Pościg za kradzionym autem i fiolka z amfetaminą

Funkcjonariusze Straży Granicznej w Świecku, prowadzili pościg za skradzionym Mercedesem. Kierowca ukrył samochód w zaroślach.
Funkcjonariusze Straży Granicznej ze Wspólnej Polsko-Niemieckiej Placówki w Świecku, pełniący służbę po stronie Niemiec, 2 lipca, próbowali zatrzymać do kontroli samochód osobowy marki mercedes na niemieckich numerach rejestracyjnych. Kierowca mimo wydanych poleceń nie zatrzymał się.
Mundurowi ruszyli więc w pościg, angażując w akcję także kolejny patrol oraz powiadamiając policję.
Po trwającym kilka kilometrów pościgu utracono pojazd z pola widzenia.
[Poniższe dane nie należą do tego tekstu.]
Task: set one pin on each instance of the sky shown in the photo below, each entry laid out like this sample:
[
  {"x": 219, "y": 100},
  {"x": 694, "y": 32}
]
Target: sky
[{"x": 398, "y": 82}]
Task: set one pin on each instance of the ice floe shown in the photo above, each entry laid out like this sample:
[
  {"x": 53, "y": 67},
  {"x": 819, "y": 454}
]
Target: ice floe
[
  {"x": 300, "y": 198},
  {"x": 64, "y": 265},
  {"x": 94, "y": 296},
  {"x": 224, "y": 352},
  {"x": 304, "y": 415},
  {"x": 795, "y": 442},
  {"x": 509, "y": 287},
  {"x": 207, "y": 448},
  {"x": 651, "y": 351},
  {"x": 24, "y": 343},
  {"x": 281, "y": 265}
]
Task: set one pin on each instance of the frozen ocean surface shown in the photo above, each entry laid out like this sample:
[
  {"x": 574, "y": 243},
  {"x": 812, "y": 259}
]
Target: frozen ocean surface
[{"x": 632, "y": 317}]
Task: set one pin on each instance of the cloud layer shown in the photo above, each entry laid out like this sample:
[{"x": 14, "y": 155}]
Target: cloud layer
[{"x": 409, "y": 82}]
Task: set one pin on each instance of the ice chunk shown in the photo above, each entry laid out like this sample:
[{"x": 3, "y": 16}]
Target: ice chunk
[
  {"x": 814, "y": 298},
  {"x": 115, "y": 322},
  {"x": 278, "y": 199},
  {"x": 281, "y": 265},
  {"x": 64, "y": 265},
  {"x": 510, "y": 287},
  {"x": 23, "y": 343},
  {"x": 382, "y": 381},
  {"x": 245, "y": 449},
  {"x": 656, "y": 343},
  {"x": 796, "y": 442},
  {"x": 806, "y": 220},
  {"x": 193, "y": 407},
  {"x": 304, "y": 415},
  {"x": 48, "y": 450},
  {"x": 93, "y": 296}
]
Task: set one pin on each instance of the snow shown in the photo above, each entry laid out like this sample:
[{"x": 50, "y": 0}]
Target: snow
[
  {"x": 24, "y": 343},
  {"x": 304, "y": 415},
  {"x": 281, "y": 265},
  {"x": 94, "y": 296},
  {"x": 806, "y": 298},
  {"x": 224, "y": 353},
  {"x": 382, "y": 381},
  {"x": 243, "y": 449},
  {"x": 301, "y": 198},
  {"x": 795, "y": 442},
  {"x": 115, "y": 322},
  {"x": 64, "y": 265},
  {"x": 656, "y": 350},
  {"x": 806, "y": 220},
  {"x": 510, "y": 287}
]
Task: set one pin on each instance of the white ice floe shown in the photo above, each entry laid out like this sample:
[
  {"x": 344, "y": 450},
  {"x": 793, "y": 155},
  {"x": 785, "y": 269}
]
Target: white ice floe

Rozpoczęto przeszukiwanie przyległych parkingów znajdujących się przy drodze A2 oraz przy drodze krajowej nr 92 na odcinku do Torzymia. W wyniku podjętych działań na stacji paliw w Boczowie zauważono mężczyznę, który odpowiadał rysopisowi uciekającego kierowcy. Okazało się, że prowadzący Mercedesa S500 Coupe z 450 konnym silnikiem to 24-letni obywatel Niemiec tureckiego pochodzenia. Samochód ukryty w zaroślach odnaleziono kilometr dalej - informuje Straż Graniczna.
Pojazd nosił ślady kradzieży, miał m.in. uszkodzony element zamka w drzwiach kierowcy. Ustalono również, że Mercedes został zgłoszony jako skradziony 2 lipca w Berlinie. Kierowca został zatrzymany. Odmówił jednak złożenia wyjaśnień, natomiast w trakcie przeszukania ujawniono przy nim plastikową fiolkę z zawartością amfetaminy.
Dalsze czynności w tej sprawie prowadzić będą policjanci z Sulęcina.